Scientists are seeking to enhance their forecasts by flying across "atmospheric rivers"
Despite their name, atmospheric rivers can be devastating and cause widespread damage, as they are massive, fast-moving, and drenching storms that arrive with strong winds, heavy rains, and thick snow. The US West has been hit by multiple atmospheric rivers since December, with the latest one hitting on March 15th and another expected in the coming week. Despite their impact, these storms can be difficult to predict, with about a week's warning being the best forecasters can currently offer.
To improve forecasting and provide more preparation time for those in the path of these storms, a team of scientists has flown more than three dozen reconnaissance missions into the storms over the past few months.
They've also launched dozens of weather balloons carrying instruments to measure various weather parameters, analyzed data, and run hundreds of computer simulations. Ultimately, their goal is to improve predictions and find ways to manage water during the region's drier months.

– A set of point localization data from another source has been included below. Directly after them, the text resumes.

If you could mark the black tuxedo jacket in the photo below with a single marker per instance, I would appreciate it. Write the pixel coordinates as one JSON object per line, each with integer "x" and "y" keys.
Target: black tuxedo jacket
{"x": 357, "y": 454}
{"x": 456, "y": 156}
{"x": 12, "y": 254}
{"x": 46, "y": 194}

This is a significant challenge, especially during this year's active season, with December, January, February, and March seeing a relentless barrage of storms, including nine atmospheric rivers that dumped record rain and snow across Western US and Canada. California alone saw over 121 billion metric tons of water falling during December and January.
Moreover, this task is likely to become more challenging as there is lingering uncertainty over how atmospheric rivers will shift in intensity and frequency due to ongoing global warming.